Ce sont pas moins de deux metteurs en scène, Marie-Line Sully et Roger Ebion qui se sont chargés de présenter le texte. La troupe est nombreuse, trois demi douzaines de comédiens sont présents sur le plateau ou en arrière plan dans les coulisses pour une pièce centrée autour d’un personnage unique, attablé et qui se goinfre, du début à la fin, de divers plats que sa gloutonnerie réclame avec force. Un choix de texte totalement inadapté à la pléthore de comédiens mobilisés pour l’affaire. Le personnage principal reste quasiment immobile pendant toute la représentation à part un lever de sa chaise pour émettre bruyamment des gaz. Un « comique » de pétomane ! Voilà à quoi se résume la mise en scène. Marie-Line Sully expliquera plus tard au public qu’il suffit de vouloir devenir metteur en scène pour être metteur en scène ! Et de citer et re-citer cette phrase attribuée à Lénine « Là où il y a une volonté il y a un chemin », pour appuyer son dire. Pareille indigence laisse coi !

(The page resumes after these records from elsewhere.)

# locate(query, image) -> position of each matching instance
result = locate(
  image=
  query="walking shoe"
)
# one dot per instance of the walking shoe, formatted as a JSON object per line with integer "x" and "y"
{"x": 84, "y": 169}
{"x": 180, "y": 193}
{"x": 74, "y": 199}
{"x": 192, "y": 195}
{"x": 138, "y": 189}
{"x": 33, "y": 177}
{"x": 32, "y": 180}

C’est à se demander si un travail de sélection des pièces présentées à été mis en place où si tout bonnement, les organisateurs du festival ont retenu ce qui leur était proposé sans se poser d’autres questions.

Le deuxième soir on pouvait voir une pièce déjà jouée en mai au petit théâtre foyalais, « Les sardines grillées ». On se souvient que deux comédiennes passionnées de théâtre, Brigitte Villard-Murel et Juliette Mouterde avaient pris contact avec Valer Egouy de la compagnie Virgul’ pour les faire travailler ce texte de Jean-Claude Danaud. C’est Juliette Mouterde dans le rôle difficile de Victoire qui avait donné le plus de mal au metteur en scène, la transformation, assez spectaculaire, du personnage de Solange étant plus réussie. Brigitte Villard-Murel faisait montre dans cet exercice d’un réel tallent. L’ouvrage a été remis sur le métier depuis.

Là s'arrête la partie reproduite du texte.